Красавец брюнет с огненными глазами, в матросской куртке, спросил:
— А как скажете, товарищ, — скоро социализм придет?
Вера почувствовала, какой нужен ответ.
— Теперь скоро. В Германии революция, в Венгрии уже установилась советская власть, везде рабочие поднимаются.
— Через два месяца будет?
— Ну, не через два… — Вера поглядела на него и улыбнулась. — Через два-три года.
— Это ничего. Столько можно подождать. — Матрос радостно засмеялся. — То-то они так злобятся: чуют, что кончено их дело!
Рабочий в пиджаке, с умными, смеющимися глазами, отозвался:
— И ничего не кончено. Не выйдет у нас никакого социализму. Не такой народ.
Ханов нетерпеливо отмахнулся.
— Ну, ты, Капралов, — всегда вот так!
Матрос, сверкая глазами, ринулся на него.
— Как не выйдет?!
— Не выйдет. Не будет ничего. Не справится народ. Больно работать не любит. Только когда для себя. И опять прихлопнут вас буржуи, как перепелок сеткой.
Вера с удивлением смотрела на него.
— За что же вы сюда попали?
Ханов засмеялся.
— Он у дачников книжки отбирал для общественной библиотеки, а они на него и показали. Вот и попал в загон, как козел меж барашков.

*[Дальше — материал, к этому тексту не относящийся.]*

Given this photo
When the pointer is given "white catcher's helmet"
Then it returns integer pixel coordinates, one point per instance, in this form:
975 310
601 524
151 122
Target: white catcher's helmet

Спорили, шутили, смеялись. Засиделись до поздней ночи и улеглись спать, не думая о завтрашнем, и спали крепко.
Толпа людей рыла за свалками ров, — в него должны были лечь их трупы. Мужчины били в твердую почву кирками, женщины и старики выбрасывали лопатами землю. Лица были землистые, люди дрожали от утреннего холода и волнения. Вокруг кольцом стояли казаки с наведенными винтовками.
Солнце вставало над туманным морем. Офицер сидел на камне, чертил ножнами шашки по песку и с удивлением приглядывался к одной из работавших. Она все время смеялась, шутила, подбадривала товарищей. Не подъем и не шутки дивили офицера, — это ему приходилось видеть. Дивило его, что ни следа волнения или надсады не видно было на лице девушки. Лицо сияло рвущеюся из души, торжествующею радостью, как будто она готовилась к великому празднику, к счастливейшей минуте своей жизни.
Девушка выпрямилась, блаженно взглянула на синевшее под солнцем море, на город под ногами, сверкавший в дымке золотыми крестами и белыми стенами вилл. И глубоко вдохнула ветер. Рядом привычными, мужицкими взмахами работал киркою высокий болгарин в светло-зеленых пасталах.
— Товарищ Ханов, правда, как хорошо?